Yesterday we talked with Washington Congressman Doc Hastings about the end around a congressional group hope to do on the EPA over pesticide buffer zones. On Wednesday the House passed legislation to limit EPA’s ability to issue new or revised water quality standards that supersede those states have already adopted with EPA’s ok. The bill, whose fate is still uncertain in the senate, is one of many measures House Republicans have pushed to reign in a flood of EPA rulemaking. Many Democrats charged the bill would weaken the clean water act, endanger water quality, and harm fishing and tourism…though some supported it. GOP bill manager Rob Bishop of Utah led the charge for the measure.

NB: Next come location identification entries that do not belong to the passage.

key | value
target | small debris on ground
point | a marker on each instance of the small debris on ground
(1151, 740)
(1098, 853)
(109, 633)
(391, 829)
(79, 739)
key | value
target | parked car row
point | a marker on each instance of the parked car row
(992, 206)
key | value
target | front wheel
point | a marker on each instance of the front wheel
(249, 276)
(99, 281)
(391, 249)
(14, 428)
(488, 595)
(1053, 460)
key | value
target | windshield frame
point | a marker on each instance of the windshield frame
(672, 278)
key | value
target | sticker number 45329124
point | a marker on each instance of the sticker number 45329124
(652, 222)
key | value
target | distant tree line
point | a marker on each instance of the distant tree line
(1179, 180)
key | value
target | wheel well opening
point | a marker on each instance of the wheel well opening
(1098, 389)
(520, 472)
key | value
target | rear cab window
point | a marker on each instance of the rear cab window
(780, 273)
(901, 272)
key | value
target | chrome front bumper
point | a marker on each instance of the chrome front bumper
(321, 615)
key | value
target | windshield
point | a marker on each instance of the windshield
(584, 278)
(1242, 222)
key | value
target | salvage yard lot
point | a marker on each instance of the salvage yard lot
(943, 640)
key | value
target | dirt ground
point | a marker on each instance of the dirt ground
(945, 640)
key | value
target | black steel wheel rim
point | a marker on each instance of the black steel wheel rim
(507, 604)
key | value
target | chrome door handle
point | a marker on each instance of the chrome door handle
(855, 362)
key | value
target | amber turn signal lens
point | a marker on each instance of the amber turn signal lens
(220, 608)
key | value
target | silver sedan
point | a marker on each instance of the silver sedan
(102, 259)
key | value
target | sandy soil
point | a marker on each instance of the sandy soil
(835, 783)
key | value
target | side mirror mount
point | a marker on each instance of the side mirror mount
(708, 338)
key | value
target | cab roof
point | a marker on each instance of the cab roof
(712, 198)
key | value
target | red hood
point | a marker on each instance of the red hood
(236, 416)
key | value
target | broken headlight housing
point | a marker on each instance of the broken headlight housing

BISHOP: The growing excesses of the EPA in second guessing the states and retroactively revoking previously granted approvals must stop. The status quo hurts people and it does not help the value or the quantity or the quality of our water.

The White House issued a veto threat against the GOP bill, charging it would weaken the Clean Water Act and could harm public health, the economy and the environment. Bishop called the EPA’s actions a “taking” of private land without compensation—and gave the example of a beet farmer whose land the EPA claimed was wetland.

BISHOP: For Gene, this farm was his heritage. More importantly it was his retirement and it was his legacy for his kids and what one bureaucrat using the broad powers given under the Clean Water Act was able to do is basically impose a takings on this person property without ever compensating him for it.

That’s today’s Fruit Grower Report. I’m Greg Martin on the Ag Information Network.